Storage in the cloud is considered as a commodity. Cloud based free mailbox providers have been rolling out features and offers like unlimited storage, cloud based drive, large attachment support, etc. to acquire new customers. However, professional or enterprise email has been a little slow in making the shift to the cloud. According to a Gartner report, by the end of 2014 around 10% of enterprise email would have made the shift to cloud email and collaboration services. While this 10% itself is a very healthy number, 90% of enterprises still rely on some variant of locally hosted email solutions. Local installations of any enterprise software are constrained by limited storage along with other resources like computing power and network throughput, while all these resources in the cloud are virtually unlimited.

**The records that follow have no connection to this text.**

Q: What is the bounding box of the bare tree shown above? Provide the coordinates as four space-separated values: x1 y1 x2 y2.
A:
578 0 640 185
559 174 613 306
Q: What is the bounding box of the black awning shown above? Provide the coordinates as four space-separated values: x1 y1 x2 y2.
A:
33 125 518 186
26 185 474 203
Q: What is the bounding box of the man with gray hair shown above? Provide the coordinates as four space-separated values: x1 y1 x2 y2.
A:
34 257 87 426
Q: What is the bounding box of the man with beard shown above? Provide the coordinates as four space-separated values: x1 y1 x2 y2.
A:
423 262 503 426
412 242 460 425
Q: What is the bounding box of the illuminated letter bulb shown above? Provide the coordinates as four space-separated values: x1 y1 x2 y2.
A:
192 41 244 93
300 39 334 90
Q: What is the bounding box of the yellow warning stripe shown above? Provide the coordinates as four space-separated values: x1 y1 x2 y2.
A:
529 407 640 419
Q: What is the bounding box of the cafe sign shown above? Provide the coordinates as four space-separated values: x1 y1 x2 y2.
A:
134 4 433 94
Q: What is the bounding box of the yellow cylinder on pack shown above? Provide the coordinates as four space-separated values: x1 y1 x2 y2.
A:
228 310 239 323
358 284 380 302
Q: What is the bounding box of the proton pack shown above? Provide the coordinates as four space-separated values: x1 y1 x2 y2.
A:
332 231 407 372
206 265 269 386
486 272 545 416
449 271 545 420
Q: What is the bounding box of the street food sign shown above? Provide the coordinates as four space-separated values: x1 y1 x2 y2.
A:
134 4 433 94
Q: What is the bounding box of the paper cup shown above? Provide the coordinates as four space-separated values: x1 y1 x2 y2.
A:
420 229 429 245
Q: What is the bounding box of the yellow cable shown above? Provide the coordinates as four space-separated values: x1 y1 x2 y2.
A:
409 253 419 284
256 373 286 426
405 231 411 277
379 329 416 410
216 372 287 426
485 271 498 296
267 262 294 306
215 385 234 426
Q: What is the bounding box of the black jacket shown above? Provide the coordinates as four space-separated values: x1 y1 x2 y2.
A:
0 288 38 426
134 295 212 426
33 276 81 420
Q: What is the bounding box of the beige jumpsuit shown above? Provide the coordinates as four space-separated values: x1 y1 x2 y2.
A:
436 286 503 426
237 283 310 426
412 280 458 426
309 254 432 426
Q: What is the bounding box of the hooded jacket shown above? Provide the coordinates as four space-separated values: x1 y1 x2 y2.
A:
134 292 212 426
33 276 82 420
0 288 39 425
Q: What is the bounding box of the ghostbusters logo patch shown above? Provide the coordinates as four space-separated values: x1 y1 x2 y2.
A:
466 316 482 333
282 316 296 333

Enterprise email users are used to getting notifications from their IT administrators warning them about their mailbox quota exceeding the allowed limit. This can be quite annoying, since the expectation is to delete some mails. For a majority of executives anytime access to all their email archives is crucial. Deleting some emails due to quota limitations might not go well with them. Apropos to the quote 'Necessity is the mother of inventions', some ingenious folks have found a work around to make their mailbox virtually unlimited in size. All they need to do is to create an account with a free mailbox provider and forward all mails coming to their office account to the free mailbox account. The free mailbox works like an archive that is always available and also offers a convenient tool to search and locate desired mails when needed. While this arrangement serves the purpose, it might be detrimental for the reputation of the forwarders email system. Let us look at some of the factors responsible for hampering the reputation:

While forwarding emails, Mail Transfer Agents (MTA) of some email systems may replace the original sender's domain with its own domain. When this happens, the email system unknowingly relays spam with its own identity and the free mailbox provider who receives the forward emails feels that the MTA is a source of spam. The situation might aggravate with more such spam getting forwarded and leading the free mailbox provider to cutback the reputation of the sender's MTAs domain as well as IP address.

Some MTAs while forwarding emails may remove or shuffle headers of the original email. This may cause the DKIM signature of the email to fail. When this happens, the forwarded emails might either bounce back or get delivered to the spam folder. Repeated occurrence of DKIM signature failing can lead to the reputation of the MTA to shrink further.

Free mailbox providers usually rely on third party providers of reputation blacklists. There is a high chance that if one mailbox provider identifies and blocks traffic from a particular MTA, then other mailbox providers might follow suit. Imagine a situation where outbound mails of all users of a particular organization being rejected due to the poor reputation of the organizations mail system, and all this because a handful users of the organization chose to forward their incoming mails to a free mailbox provider. I am sure no IT administrator wants to get in such a soup.

One might also argue that forwarding of incoming emails to a third party is breach of the organizations security policy. Hence organizations that are sensitive about their data should not allow forwarding of incoming emails. For organizations who do allow forwarding, they should ensure that they filter out spam, do not modify any headers of the email and also add an extra header indicating that the mail is being forwarded by the MTA.

Tip of the week

Auto forward's restriction along with restriction to use email within company network only will ensure data leak protection to large extent.